PR 12.09 Pharmacology of Transplant Flashcards
Name 2 examples of Calcineurin inhibitors
Cyclosporine A (Sandimmune®), Tacrolimus (Prograf®)
Describe the MOA for Calcineurin inhibitors
Inhibit the phosphatase calcineurin, thus preventing the expression of IL-2 and proliferation of T lymphocytes.
Describe the ADME and Side effects of Calcineurin inhibitors
- Side Effects: Nephrotoxicity, Hepatotoxicity, HTN, Neurotoxicity, Hyperglycemia/Diabetes.
- ADME: IV or oral. Low oral bioavailability and variable pharmacokinetic because metabolized by CYP3A4; important to monitor serm levels. Majority is excreted in feces.
Name 2 examples of mTOR inhibitors (lymphocyte signaling inhibitors)
Sirolimus (Rapamune®), Everolimus (Afinitor®)
Describe the MOA for mTOR inhibitors
Binds FKBP and inhibits mTOR, thus preventing IL-2 receptor signaling and translation effects.
Describe the ADME and Side effects of mTOR inhibitors
- Side Effects: Hyperlipidemia, MYELOSUPPRESSION (leukopenia and thrombocytopenia), and Heptatotoxicity. No neprhotoxicity.
- ADME: IV or oral (low oral availability). CYP3A metabolizd and transported by P-glycoprotein. SUPER long half-life means it is difficult to achieve steady-state. Majority excreted in feces.
Name 2 examples of Antimetabolites and describe their general MOA.
Azathioprine (Imuran®) and Mycophenolate Mofetil (CellCept®) [aka Mycophenolic acid]
- MOA: lower the number of NT’s available
What is the specific MOA for Azathioprine?
Inhibits de novo sytnehsis of NT’s. Converted to active form (Mercaptopurine)
What is the specific MOA for Mycophenolate Mofetil?
primarily inhibits lymphocyte production by inhibiting IMP dehydrogenase
Describe the side effects and ADME of Antimetabolites
- Side Effects: (More commonly seen with azathioprine) Bone marrow suprression (leukopenia), Hepatotoxicity, Alopecia, GI toxicity.
- ADME: Good oral bioavailability. Mercaptopruine is toxic, and inactivated by xanthine oxidase (need to give 1/3 lower doses in patients taking inhibitors of this such as allopurinol), Mycophenolic acid is less toxic and has longer half life.

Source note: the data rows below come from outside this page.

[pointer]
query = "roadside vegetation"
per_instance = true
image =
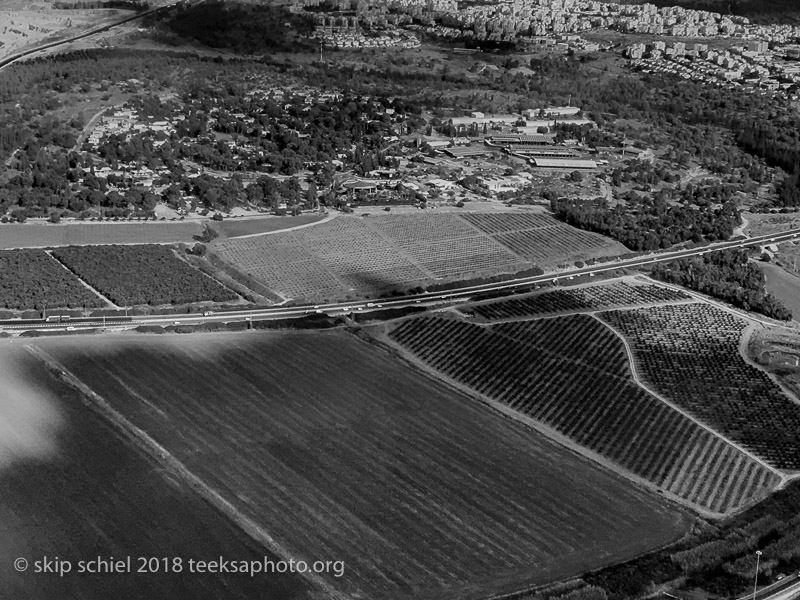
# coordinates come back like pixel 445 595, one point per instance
pixel 727 275
pixel 30 279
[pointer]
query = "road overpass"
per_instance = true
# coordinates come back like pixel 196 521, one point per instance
pixel 368 305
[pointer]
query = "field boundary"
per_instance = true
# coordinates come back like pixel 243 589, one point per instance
pixel 329 217
pixel 161 455
pixel 84 283
pixel 715 433
pixel 554 436
pixel 744 341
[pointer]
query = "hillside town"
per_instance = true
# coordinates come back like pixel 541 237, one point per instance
pixel 525 20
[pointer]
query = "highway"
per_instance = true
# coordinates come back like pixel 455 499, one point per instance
pixel 426 299
pixel 25 53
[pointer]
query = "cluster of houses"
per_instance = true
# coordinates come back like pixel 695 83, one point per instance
pixel 507 20
pixel 751 65
pixel 122 121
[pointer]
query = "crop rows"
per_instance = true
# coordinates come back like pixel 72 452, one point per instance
pixel 30 279
pixel 410 230
pixel 577 299
pixel 360 459
pixel 283 264
pixel 150 274
pixel 555 243
pixel 445 245
pixel 572 374
pixel 690 354
pixel 494 223
pixel 30 235
pixel 538 238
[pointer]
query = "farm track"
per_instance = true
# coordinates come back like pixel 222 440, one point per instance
pixel 347 256
pixel 642 438
pixel 741 449
pixel 161 455
pixel 418 489
pixel 109 303
pixel 694 351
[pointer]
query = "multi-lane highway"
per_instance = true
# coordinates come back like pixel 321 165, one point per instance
pixel 426 299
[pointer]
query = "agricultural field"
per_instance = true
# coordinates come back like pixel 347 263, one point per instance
pixel 422 492
pixel 690 354
pixel 254 226
pixel 348 256
pixel 446 245
pixel 542 239
pixel 32 235
pixel 73 487
pixel 572 374
pixel 590 298
pixel 134 275
pixel 30 279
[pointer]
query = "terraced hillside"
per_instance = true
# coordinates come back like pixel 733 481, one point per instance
pixel 690 354
pixel 572 374
pixel 347 256
pixel 423 494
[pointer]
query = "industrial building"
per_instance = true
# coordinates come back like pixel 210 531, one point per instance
pixel 563 163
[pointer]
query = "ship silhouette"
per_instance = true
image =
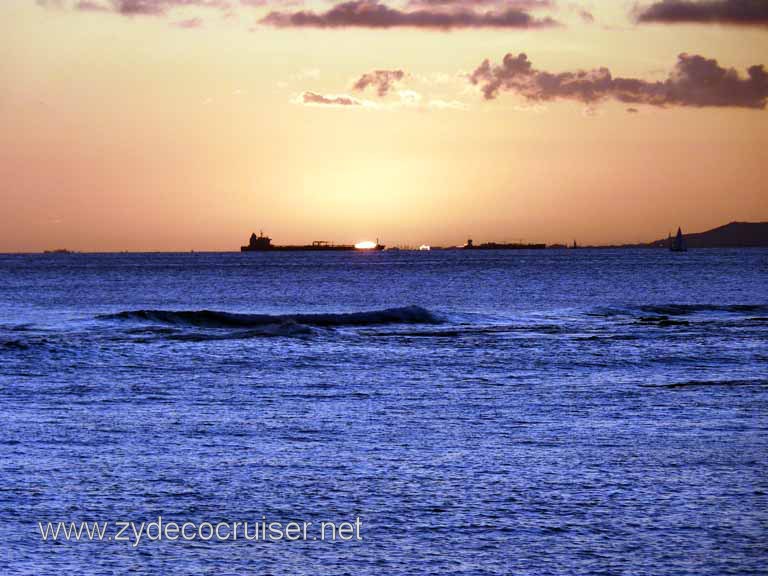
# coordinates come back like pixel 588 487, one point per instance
pixel 262 243
pixel 678 243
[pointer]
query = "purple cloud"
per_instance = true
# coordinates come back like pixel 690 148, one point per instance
pixel 733 12
pixel 695 81
pixel 312 98
pixel 374 14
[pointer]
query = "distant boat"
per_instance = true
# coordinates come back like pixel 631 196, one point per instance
pixel 678 244
pixel 263 243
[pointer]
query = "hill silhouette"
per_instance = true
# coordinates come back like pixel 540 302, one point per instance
pixel 733 235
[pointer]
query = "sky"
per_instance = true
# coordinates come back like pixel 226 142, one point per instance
pixel 188 124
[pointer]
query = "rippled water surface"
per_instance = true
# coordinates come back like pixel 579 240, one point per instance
pixel 558 412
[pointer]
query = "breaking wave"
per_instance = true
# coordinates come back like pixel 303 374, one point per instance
pixel 216 319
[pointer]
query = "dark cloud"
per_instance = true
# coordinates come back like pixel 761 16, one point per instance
pixel 374 14
pixel 734 12
pixel 313 98
pixel 382 80
pixel 695 81
pixel 518 4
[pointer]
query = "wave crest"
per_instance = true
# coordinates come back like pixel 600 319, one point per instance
pixel 217 319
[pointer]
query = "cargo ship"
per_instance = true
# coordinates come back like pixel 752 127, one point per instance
pixel 263 243
pixel 470 245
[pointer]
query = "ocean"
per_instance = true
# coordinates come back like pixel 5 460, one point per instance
pixel 485 412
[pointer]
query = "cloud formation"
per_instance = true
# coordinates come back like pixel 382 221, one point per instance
pixel 315 99
pixel 135 7
pixel 375 14
pixel 695 81
pixel 382 80
pixel 733 12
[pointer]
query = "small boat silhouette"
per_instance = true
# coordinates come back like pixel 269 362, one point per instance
pixel 678 244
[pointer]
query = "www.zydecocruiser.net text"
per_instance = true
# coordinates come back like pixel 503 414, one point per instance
pixel 137 533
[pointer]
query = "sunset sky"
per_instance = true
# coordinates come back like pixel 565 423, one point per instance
pixel 188 124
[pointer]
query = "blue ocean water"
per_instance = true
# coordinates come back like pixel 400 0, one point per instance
pixel 555 412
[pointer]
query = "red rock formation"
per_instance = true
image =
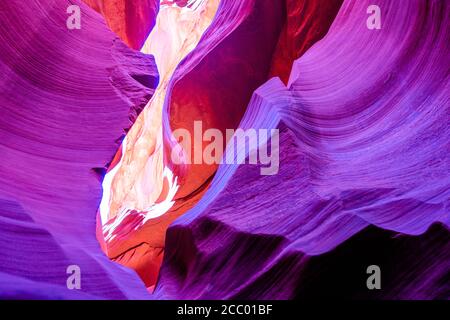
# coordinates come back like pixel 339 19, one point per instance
pixel 131 20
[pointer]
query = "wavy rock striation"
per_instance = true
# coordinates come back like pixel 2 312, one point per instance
pixel 364 173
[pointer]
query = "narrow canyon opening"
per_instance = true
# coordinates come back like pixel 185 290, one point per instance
pixel 139 184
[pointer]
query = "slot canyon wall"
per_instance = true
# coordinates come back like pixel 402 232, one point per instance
pixel 363 117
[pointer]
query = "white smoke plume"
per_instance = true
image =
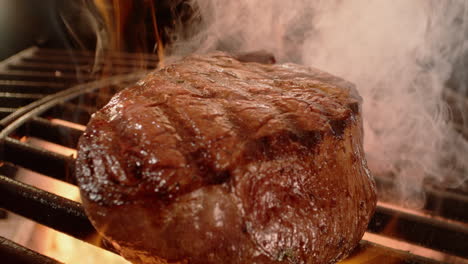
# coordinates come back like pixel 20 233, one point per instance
pixel 400 54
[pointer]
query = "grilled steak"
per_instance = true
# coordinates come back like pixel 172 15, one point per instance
pixel 213 160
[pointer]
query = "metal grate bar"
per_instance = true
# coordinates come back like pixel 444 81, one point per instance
pixel 5 111
pixel 30 87
pixel 37 159
pixel 65 68
pixel 15 100
pixel 45 208
pixel 68 112
pixel 56 133
pixel 12 253
pixel 88 61
pixel 89 53
pixel 42 76
pixel 432 233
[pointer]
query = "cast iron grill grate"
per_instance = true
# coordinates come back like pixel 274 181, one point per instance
pixel 38 87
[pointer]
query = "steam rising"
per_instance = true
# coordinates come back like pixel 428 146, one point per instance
pixel 399 54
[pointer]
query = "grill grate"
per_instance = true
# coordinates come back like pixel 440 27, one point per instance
pixel 35 84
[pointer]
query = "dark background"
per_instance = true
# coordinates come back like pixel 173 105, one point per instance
pixel 24 23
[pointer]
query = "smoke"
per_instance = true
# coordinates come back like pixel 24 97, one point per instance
pixel 400 54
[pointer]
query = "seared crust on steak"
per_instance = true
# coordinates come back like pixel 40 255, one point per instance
pixel 213 160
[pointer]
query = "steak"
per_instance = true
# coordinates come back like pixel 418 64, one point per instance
pixel 216 160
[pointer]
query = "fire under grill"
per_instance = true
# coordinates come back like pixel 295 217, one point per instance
pixel 49 96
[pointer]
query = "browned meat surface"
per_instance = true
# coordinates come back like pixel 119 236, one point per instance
pixel 212 160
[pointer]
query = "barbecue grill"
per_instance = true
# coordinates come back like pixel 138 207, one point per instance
pixel 51 94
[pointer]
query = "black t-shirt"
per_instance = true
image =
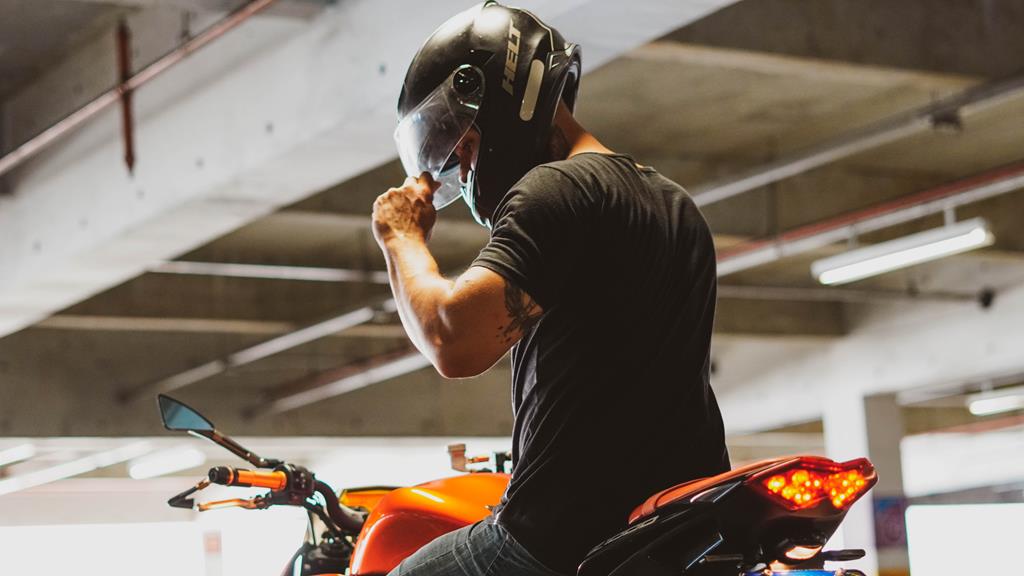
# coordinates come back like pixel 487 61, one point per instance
pixel 610 387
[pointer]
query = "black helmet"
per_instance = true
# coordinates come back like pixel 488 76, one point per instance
pixel 496 69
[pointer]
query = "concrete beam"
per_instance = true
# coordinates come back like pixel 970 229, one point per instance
pixel 273 132
pixel 974 37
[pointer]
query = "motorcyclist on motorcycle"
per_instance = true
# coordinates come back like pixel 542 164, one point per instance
pixel 599 275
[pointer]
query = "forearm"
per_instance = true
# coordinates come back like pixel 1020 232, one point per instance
pixel 420 292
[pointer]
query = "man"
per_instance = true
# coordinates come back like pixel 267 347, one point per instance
pixel 599 276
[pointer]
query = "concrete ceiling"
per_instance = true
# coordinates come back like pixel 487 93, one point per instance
pixel 35 34
pixel 715 97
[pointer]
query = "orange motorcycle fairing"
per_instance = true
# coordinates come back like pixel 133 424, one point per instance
pixel 406 519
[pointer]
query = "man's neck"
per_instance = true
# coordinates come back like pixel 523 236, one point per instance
pixel 577 138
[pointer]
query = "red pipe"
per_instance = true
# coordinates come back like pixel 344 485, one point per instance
pixel 832 224
pixel 124 68
pixel 100 103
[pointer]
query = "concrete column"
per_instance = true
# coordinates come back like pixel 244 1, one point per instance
pixel 871 426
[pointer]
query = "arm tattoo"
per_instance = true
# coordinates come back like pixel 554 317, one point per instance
pixel 522 312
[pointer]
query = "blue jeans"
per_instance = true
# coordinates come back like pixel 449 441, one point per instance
pixel 484 548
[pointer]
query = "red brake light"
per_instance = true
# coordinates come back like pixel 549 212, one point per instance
pixel 807 481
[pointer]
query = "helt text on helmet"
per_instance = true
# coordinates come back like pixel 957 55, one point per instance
pixel 511 58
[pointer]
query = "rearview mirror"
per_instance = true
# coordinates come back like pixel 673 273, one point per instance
pixel 177 416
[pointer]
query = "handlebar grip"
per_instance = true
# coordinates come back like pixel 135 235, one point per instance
pixel 227 476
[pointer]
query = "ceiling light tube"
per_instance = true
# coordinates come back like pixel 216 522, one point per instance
pixel 902 252
pixel 165 462
pixel 16 454
pixel 996 402
pixel 74 467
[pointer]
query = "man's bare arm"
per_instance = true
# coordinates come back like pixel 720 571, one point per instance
pixel 463 326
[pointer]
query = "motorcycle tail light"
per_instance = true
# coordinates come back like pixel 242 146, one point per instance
pixel 804 483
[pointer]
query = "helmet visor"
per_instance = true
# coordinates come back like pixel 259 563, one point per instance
pixel 427 136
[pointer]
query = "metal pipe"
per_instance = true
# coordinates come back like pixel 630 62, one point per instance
pixel 377 370
pixel 258 352
pixel 40 141
pixel 945 112
pixel 124 71
pixel 268 272
pixel 811 294
pixel 886 214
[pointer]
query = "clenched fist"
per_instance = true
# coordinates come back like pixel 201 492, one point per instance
pixel 406 211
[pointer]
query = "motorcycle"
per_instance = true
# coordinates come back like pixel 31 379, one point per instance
pixel 769 518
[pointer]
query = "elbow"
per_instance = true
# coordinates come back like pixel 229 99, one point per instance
pixel 452 362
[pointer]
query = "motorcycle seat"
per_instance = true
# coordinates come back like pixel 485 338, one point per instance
pixel 694 487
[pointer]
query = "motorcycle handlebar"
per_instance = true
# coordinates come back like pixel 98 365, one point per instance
pixel 347 519
pixel 275 480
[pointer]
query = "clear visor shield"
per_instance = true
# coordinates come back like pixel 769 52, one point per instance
pixel 427 136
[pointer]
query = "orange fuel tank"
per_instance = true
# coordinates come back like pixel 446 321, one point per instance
pixel 407 519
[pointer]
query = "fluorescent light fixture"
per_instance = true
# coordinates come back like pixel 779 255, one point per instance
pixel 16 454
pixel 165 461
pixel 996 402
pixel 74 467
pixel 902 252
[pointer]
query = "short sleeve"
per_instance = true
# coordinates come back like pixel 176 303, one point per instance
pixel 536 232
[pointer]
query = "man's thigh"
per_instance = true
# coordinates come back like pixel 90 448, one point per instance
pixel 484 548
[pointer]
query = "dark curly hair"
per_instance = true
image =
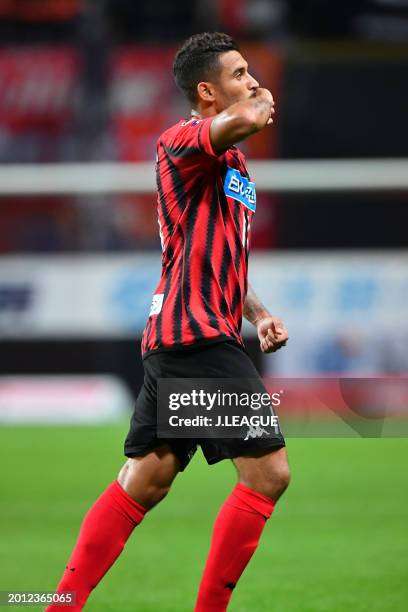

Name 2 examples of T-lymphocyte depletes used as biologics for transplant pharmacology
- Antithymocyte globulin-rabbit/equine (Thymoglobulin/Atgam)
- Muromonab (Orthoclone OKT3®)
Describe the MOA and side effects for Thymoglobulin/Atgam
(a) MOA: Polyclonal antibtodies that target and deplet T-lymphocytges.
(b) Side Effects: Leukopenia, Cross-reaction with other tissue antigens, Infection risk, Cyokine release syndrome, Malignancy risk.
Describe the MOA and side effects for Muomonab
(a) MOA: anti-CD3 antibody (part of the T cell receptor complex). CD3 presenting cells rapidly removed from the blood.
(b) Side Effects: Cytokine release syndrome, Infection risk, Short term usefulness due to antibodies to the drug.
What is a common IL-2 antagonist used as a Biologic in transplant pharmacology?
- Basiliximab (Simulect®)
Describe the MOA and any prevalence of Side effects for Basiliximab
(a) MOA: Receptor antogonist for Anti-CD25 receptor of IL-2 receptors found on activated T cells.
(b) Side Effects: Doesn’t cause T-cell depletion/reduced side effects and longer half life so its replacing Muromonab.